Ülke ekonomisinin kalkışmalardaki etkisini biraz açar mısınız?
- Şunu söyleyeyim önce, hükümet ile devrimcileri ayırmak lazım. Enflasyon düştü ama bir yandan da ekonomik durgunluk var. Cumhurbaşkanı Ruhani halka çeşitli vaatlerde bulundu ama bunları gerçekleştirmekten uzak bir profil çizdi. Oysa 2015 yılında nükleer enerji konusundaki anlaşmaların ekonomiyi daha ileri bir noktaya taşıyacağı umuluyordu.
Ekonomik verilerin yanı sıra, ekonomide yolsuzluk algısının etkisi büyük olmalı.
- Ekonomik kaynaklar devrim kadrolarına ve mollaların ayrıcalıklı ellerine verildi. Para sistem içinde daha öncelikli alanlarda kullanılmalı taleplerine karşılık verilmemişti.
Protestoların, Kum kentinden sonra rejimin ikinci merkezi sayılan Meşhed’den başlamasını nasıl değerlendiriyorsunuz?
- Protestoların Meşhed’den neşet etmesi tesadüfi değil. Rejim yanlış hesap yaptı. Cumhurbaşkanı Ruhani’ye (Ayetullah Hamaney yanlıları olarak) tepki verelim derken mesele kontrolden çıktı. Bu maşayı tehlikelikullandılar. Rejim, oyunu tehlikeli oynadı.

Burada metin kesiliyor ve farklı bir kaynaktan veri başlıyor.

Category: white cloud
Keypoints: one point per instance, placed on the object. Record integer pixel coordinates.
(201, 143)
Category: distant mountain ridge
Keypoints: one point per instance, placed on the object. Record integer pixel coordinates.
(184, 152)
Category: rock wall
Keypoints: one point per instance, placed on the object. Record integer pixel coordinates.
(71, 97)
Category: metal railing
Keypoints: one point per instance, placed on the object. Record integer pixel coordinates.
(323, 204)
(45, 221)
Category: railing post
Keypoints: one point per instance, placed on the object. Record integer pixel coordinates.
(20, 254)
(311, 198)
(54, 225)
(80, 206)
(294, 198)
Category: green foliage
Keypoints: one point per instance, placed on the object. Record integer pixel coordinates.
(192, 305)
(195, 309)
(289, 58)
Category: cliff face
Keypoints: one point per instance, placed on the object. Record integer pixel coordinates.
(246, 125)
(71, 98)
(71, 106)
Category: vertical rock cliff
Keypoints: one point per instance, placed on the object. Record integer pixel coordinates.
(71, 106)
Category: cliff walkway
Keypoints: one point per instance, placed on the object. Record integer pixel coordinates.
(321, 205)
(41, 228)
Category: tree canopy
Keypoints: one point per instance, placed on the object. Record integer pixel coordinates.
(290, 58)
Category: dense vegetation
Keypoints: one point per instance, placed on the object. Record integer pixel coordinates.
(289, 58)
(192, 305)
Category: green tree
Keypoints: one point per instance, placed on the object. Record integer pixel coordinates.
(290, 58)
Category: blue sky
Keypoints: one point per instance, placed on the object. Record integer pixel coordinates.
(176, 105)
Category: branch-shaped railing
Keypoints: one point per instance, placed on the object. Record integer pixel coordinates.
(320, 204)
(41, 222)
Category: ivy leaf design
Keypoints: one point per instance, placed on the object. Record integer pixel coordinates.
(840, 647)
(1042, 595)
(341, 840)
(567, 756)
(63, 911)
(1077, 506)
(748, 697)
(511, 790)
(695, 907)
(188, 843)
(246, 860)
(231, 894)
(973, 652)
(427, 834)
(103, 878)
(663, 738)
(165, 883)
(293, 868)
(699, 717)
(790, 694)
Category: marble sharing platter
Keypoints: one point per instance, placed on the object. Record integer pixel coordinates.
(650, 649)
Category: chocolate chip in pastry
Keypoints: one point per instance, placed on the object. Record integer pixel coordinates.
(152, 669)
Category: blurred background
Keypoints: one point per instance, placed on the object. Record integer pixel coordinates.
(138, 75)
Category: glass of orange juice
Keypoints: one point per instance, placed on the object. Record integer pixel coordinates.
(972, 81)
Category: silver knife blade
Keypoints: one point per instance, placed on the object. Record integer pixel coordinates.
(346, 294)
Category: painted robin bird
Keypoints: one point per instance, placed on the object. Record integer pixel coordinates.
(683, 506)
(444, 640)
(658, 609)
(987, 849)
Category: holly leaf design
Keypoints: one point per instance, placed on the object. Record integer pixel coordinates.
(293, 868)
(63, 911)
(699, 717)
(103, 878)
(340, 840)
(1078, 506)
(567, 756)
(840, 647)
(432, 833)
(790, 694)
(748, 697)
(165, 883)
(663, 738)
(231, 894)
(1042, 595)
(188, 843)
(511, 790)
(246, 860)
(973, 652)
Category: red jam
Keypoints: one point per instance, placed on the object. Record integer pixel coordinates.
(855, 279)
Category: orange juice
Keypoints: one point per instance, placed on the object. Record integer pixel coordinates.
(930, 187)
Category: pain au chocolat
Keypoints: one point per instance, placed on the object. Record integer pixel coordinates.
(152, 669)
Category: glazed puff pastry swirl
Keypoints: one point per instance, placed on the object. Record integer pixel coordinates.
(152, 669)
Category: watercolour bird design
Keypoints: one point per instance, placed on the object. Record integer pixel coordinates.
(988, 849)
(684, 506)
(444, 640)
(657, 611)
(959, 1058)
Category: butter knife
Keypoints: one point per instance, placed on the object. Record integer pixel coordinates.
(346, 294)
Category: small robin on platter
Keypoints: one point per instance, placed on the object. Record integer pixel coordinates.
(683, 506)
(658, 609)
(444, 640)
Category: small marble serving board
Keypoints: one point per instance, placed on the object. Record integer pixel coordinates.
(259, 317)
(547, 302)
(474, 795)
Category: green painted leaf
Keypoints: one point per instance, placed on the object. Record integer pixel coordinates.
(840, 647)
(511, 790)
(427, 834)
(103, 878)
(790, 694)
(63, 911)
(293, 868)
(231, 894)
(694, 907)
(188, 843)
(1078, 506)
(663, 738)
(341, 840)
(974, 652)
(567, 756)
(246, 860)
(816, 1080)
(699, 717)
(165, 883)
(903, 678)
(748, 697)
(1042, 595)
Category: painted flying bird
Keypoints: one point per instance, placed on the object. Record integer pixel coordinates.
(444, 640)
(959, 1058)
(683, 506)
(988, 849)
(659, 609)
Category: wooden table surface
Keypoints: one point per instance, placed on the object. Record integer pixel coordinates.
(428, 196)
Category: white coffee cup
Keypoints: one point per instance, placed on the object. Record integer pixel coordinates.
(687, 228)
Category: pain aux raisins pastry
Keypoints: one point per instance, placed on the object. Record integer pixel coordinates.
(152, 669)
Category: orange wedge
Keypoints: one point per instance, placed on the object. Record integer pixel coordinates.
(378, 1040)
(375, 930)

Ruhani’nin protestolarda daha sonraki aşamalarda rolü nedir?
- Ruhani iyi bir konuşmacı, iyi niyetli de sayılabilir ama çok tatmin edici olamadı. Nükleer anlaşma ekonomik yaraların sarılmasına yardımcı oldu ama temelli iyileşmeye yol açmadı. Ruhani iki arada bir derede kaldı, bir yandan büyük vaatler, diğer yandan gerçekleştirilemeyenler…
2009’da öne çıkan isimler, örneğin Mir Hüseyin Musavi, olaylara yön vermekten uzak kaldılar.
- Onlar ev hapsinde oldukları için yalıtıldılar, evet.
Gösterilerde medyanın-özellikle de yerel medyanın- daha ağırlıklı bir rol aldığı gözlemlendi. Örneğin özellikle Tahran dışındaki bölgelerde, yerel medyanın görünürlüğü göze çarpıyordu. Yabancı medya da 2009’a göre daha mı rahat hareket etmekteydi?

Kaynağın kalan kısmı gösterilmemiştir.